With help from tutors provided by the Monomoy schools, Sawyer was able to catch up with his classes and has regained full use of his feet. Though he had to sit out the fall golf season – he takes part in the junior PGA program at Cranberry Valley – he’s ready to get back on the links after the summer. He even took part in a “Spartan Race” at Fenway Park last November, as part of Shriners Hospitals for Children’s “Team No Limits.”

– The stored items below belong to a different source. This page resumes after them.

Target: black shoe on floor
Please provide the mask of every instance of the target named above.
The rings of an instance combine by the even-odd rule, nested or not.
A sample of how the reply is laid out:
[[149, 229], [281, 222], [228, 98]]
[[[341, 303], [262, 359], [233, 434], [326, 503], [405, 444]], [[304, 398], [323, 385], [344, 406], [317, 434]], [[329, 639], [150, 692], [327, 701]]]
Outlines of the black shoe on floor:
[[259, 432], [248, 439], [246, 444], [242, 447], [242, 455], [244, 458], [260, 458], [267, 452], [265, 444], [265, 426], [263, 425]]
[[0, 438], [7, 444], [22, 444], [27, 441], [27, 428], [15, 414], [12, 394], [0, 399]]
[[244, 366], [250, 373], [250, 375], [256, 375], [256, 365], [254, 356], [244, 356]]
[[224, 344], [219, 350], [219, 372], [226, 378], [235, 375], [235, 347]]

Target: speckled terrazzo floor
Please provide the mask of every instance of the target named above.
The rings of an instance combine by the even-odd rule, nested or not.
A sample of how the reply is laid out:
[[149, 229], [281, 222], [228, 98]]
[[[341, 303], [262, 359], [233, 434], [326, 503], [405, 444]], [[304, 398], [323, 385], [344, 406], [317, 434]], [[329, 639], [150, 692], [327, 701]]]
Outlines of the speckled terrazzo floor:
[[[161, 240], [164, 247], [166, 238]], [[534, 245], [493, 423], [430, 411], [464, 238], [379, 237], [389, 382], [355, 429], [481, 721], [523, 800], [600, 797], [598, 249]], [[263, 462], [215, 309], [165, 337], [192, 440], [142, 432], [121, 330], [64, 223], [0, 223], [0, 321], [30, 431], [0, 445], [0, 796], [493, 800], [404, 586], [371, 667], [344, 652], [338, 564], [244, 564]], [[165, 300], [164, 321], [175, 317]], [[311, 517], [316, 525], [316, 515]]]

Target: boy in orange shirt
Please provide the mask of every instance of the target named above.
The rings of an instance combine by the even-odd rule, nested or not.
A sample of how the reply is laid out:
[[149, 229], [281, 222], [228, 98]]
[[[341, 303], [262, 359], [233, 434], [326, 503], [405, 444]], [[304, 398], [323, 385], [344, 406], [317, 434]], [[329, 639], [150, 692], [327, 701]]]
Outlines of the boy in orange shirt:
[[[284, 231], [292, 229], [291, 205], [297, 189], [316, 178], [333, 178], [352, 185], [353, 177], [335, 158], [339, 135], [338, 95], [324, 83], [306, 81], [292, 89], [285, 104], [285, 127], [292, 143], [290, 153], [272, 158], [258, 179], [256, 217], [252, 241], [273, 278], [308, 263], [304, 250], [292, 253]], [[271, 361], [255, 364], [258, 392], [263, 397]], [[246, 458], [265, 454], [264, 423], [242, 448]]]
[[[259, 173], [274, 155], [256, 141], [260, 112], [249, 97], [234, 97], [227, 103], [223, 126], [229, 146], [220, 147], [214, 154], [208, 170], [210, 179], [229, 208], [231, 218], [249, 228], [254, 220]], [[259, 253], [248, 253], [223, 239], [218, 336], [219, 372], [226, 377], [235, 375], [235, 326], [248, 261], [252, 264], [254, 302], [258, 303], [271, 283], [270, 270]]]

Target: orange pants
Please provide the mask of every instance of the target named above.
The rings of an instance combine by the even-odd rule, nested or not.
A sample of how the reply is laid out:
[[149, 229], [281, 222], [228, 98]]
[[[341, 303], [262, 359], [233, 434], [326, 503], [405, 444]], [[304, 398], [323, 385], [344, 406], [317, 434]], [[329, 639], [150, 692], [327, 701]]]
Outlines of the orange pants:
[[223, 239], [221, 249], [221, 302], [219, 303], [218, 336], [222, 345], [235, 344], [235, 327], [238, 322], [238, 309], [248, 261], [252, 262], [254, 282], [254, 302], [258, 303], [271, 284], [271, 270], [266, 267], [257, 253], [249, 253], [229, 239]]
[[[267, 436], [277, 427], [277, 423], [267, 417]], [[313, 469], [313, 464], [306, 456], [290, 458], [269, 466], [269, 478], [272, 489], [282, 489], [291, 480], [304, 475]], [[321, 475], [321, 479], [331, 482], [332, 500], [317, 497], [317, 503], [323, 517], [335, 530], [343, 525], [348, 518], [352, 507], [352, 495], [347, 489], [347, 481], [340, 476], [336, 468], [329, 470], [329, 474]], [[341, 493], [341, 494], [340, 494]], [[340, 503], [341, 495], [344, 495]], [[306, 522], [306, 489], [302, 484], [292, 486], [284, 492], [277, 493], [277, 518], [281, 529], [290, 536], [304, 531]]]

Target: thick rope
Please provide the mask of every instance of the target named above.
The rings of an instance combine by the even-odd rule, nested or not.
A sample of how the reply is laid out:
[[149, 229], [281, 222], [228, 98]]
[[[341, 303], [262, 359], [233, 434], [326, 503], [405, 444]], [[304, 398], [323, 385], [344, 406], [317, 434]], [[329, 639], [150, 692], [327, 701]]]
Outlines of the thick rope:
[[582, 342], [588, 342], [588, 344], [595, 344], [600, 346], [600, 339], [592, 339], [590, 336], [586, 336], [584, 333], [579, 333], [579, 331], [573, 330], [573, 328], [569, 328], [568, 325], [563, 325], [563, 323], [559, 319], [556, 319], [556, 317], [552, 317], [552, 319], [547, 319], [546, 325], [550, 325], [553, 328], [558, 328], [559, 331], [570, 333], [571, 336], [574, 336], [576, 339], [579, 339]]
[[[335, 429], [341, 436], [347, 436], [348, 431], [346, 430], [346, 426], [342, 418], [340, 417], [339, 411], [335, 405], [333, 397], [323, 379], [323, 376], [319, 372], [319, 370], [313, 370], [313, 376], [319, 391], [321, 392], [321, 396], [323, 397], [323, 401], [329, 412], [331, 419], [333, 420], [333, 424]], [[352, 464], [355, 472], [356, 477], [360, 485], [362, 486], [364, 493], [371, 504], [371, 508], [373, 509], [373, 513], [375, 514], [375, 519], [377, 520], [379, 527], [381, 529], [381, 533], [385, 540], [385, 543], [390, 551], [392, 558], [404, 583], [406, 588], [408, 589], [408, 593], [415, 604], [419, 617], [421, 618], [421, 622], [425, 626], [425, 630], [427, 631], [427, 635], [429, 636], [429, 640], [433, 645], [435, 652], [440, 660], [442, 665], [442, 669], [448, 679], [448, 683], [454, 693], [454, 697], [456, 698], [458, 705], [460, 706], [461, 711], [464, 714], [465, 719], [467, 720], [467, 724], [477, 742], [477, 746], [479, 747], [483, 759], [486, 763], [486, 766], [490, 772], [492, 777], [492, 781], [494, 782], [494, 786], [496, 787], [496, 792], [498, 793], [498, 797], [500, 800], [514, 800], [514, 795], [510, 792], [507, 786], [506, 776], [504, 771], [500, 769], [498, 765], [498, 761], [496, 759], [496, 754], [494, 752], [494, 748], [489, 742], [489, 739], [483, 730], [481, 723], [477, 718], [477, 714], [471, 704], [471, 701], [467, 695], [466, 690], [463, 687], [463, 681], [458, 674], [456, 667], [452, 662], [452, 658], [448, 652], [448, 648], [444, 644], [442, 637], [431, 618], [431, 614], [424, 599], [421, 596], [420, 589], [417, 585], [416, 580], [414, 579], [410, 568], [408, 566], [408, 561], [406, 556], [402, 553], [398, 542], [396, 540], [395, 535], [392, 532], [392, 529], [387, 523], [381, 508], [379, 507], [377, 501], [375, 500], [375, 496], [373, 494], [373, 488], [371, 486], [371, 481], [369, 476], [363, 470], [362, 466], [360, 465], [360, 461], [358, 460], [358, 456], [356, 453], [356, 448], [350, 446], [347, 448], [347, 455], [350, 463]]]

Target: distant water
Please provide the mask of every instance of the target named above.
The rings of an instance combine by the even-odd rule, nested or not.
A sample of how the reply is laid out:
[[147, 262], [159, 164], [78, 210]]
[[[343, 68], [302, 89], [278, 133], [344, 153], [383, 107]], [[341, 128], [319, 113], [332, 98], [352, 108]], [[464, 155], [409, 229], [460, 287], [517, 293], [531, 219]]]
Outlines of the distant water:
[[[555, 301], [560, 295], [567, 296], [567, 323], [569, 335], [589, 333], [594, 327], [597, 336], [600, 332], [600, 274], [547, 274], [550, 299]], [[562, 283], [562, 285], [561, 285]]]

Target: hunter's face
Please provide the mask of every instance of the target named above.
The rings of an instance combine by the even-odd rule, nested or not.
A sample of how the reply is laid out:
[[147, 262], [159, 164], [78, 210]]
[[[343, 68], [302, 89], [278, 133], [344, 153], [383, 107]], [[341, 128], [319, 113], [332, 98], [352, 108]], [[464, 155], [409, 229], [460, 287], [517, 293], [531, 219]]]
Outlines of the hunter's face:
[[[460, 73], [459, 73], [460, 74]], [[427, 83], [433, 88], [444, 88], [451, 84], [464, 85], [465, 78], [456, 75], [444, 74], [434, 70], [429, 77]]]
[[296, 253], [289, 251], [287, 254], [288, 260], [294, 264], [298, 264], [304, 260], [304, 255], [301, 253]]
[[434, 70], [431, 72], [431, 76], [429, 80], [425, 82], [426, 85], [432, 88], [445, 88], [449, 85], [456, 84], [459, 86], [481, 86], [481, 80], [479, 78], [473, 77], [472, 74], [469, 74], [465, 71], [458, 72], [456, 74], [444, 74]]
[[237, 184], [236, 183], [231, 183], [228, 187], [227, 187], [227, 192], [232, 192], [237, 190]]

As he has been through his treatment and rehabilitation, Sawyer has been in charge. He agreed to share his story with the news media, conducting three interviews last Thursday, wowing reporters with his maturity and confidence. His goal, he said, is to warn people about the dangers of beach bonfires to help them avoid being burned.

Beach bonfires require a permit issued by the parks department or the fire department, and are not allowed on all beaches. They should be kept small in size and should be well supervised, particularly when youngsters are around. When it’s time to extinguish the fire, it should be put out with water.

“Don’t bury it. The fire will heat up the sand,” Diane said. If using a fire pit, mark a clear perimeter around the fire zone to warn people that a hot area remains even when the pit is removed. Diane said she is investigating whether it would be possible to have a safety brochure included with every bonfire permit.